Es ist kaum wahrscheinlich, daß die Zukunft mehr Freundschaft zwischen den Völkern bringen wird, als es sie heute gibt. Wegen den extrem unterschiedlichen Reproduktionsraten in der Welt ist in Europa nach den neuesten Erwägungen der CIA-Experten eine Überflutung durch Menschen, deren kultureller Hintergrund mit den Werten der westlichen Zivilisation wenig gemeinsam hat, zu erwarten. Aus dem liberalen Charakter dieser Werte folgt aber auch die Unmöglichkeit, Europa als eine „Festung“ zu erhalten.  
Es ist kaum zu erwarten, daß innerhalb von 15 Jahren (für welchen Zeitraum die neuen Völkerwanderungen vorausgesagt werden) dieser Charakter samt allen von ihm bestimmten Strukturen freiwillig umgekrempelt werden kann, zumal die erforderlichen Veränderungen eine drastische Senkung  des Lebensstandards verlangen würden. Eine solche ist mit demokratischen Methoden nicht zu erreichen.

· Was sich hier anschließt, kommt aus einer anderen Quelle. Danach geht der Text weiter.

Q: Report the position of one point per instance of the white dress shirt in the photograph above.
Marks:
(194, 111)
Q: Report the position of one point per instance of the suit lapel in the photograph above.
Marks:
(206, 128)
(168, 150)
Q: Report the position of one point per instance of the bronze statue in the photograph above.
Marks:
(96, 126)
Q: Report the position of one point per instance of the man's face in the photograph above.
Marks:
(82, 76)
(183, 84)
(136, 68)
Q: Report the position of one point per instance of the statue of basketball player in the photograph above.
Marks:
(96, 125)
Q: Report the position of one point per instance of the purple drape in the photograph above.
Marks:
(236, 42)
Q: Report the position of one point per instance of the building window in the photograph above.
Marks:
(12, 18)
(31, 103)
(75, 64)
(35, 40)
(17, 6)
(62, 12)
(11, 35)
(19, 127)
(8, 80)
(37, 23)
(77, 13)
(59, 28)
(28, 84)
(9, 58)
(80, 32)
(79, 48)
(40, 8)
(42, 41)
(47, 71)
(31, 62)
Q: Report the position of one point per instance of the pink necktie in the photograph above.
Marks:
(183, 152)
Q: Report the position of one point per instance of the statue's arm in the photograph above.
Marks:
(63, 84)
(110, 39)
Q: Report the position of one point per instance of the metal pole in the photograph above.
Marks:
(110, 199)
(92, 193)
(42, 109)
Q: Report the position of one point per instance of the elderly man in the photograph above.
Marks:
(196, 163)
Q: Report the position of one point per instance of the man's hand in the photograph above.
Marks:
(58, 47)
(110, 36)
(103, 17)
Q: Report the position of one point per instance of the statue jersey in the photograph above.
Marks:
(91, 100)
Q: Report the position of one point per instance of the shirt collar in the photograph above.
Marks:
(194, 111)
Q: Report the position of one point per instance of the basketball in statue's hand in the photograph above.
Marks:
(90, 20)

Im Lichte solcher Perspektiven sind die heutigen politischen Probleme Deutschlands mit einer Eintagsfliege zu vergleichen. Die kommende Endlösung wird weder von der Linken noch von der Rechten herbeigeführt. Was auch immer von ihr zu erwarten ist, eine Fortsetzung tausendjähriger neurotischer Verblendungen der Deutschen liegt nicht in den Sternen.

Anmerkungen

1 Peisl, A. und A. Mohler (Hrsg.). Die deutsche Neurose. Frankfurt/M., 1980.
2 Fromm, E. The Sane Society. New York, 1965.
3 Freud, S. Das Unbehagen in der Kultur. Frankfurt/M. 1981.
4 Horney, K. The Neurotic Personality of Our Time. New York, 1937.
5 LeVine und D.T. Campbell. Theories of Ethnocentrism. New York, 1972.
6 Devereux, G. Normal and Abnormal: the key concepts of Ethnopsychiatry. In: Man and his Culture. W. Muensterberger, Hrsg. London, 1969.
7 Kaltenbrunner, G.K. Was ist deutsch? Vorwort des Herausgebers. Initiative 39, München, 1980.
8 Mitscherlich, A. Die Unfähigkeit zu trauern. München, 1967.